More contentious is that this is the fate that awaits C. Bob was at pains to point out that he isn't gunning for C and gave us a recap of his programming career from punchcards on the PDP-8 through to his first usage of C in the late 1970's. The presentation style was fun, though there was a little controversy.
The first nail in C's coffin was C++. It gave us strong typing, modularity and the wonders of templates, but importantly it still gave developers the chance to see the metal. If you worked hard enough, you could still reason about what was going on in the underlying machine. You can still see the metal, though it's a little fuzzy.
Next Java showed us that we don't need to see the raw metal, we can have an idealised machine running on a machine. You don't need to see the raw metal at all, have a look at the JVM instead! Looking back, it does seem that the world had gone bonkers at this point. Instead of running on a machine, we'll run on a software simulation of a machine, running on a machine. Eh?
Now the final nail (and a familiar theme for the conference) the multi core revolution. Now we need radically new views of the hardware to take full advantage of it.
I agreed with most of the keynote. C is never going to fully go away, but it's going to be needed by a smaller and smaller percentage of people. The presentation style was fun, but a little intense when you are nursing a hangover!
Next I went to Kevlin Henney's talk on "Functional Programming you already know". There's been a lot of hype generally about functional programming, but we've been practicing these concepts for years anyway (I think you could replace functional programming with any of the patterns and practises that have been hyped and still be on safe ground e.g. dependency injection).
There were some examples of first class functions from the C language e.g.
qsort, function composition (UNIX pipes) and declarative (SQL). There were also some great sound bites too:
code generation - do the wrong thing faster!
lock is the anti-fast pattern
There was lots of historical content too. It's always suprisinging to read notes from the 1970's and hear that it still sounds fresh and new today. For example Alan Kay's explanation of what object orientation really means.
After this I went to a C++ talk about generic libraries by Andrew Sutton. Firstly I found that he has the perfect job, researching how to make the perfect data structure and algorithms library. Unfortunately he has to use C++! The Origin libraries are the playground for this experimentation.
I learnt a lot of new things about C++ concepts. A concept is the both the syntactic meaning of a type (e.g. the operands) and the semantic (the behaviour of those operations). I was very interested in the axiom part of concepts which provides a series of relationships that any I implementation of the concept must obey. For example, you can specify that the equality concept should be transitive, reflexive and symmetric. I will be interested to see how verifiability evolves in C++ as it certainly doesn't seem like a natural extension for a language as wart-ridden as C++.

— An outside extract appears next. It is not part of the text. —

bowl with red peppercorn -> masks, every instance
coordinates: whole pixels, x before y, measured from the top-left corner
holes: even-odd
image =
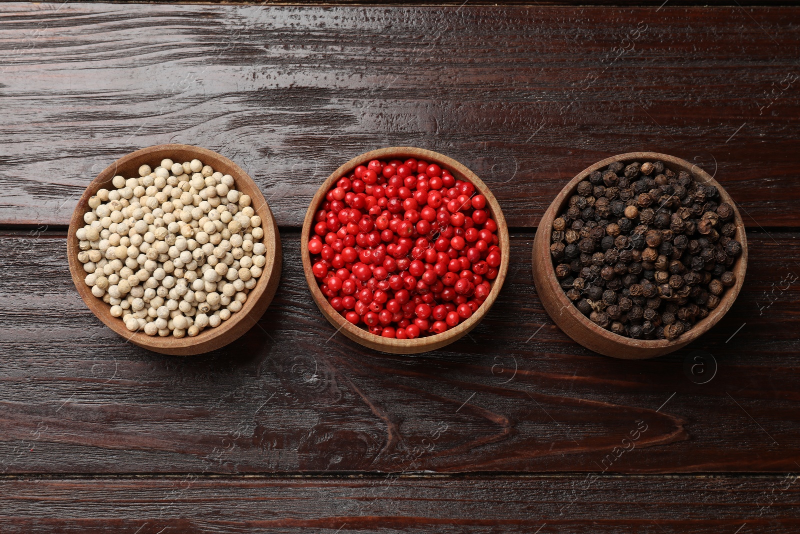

Then as a C# / Java / Haskell programmer, it was clear that my next session should be the C++ 11 pub quiz. This was a well run session about just how complicated C++ is. Even with compiler writers, language specification contributors and so on, no one managed to understand all the code. Compiler bugs were found and changes in behaviour over different versions were also observed. C++ might still be close to the metal, but I don't think there is a person on earth with the necessary mental acuity to see through the complexity!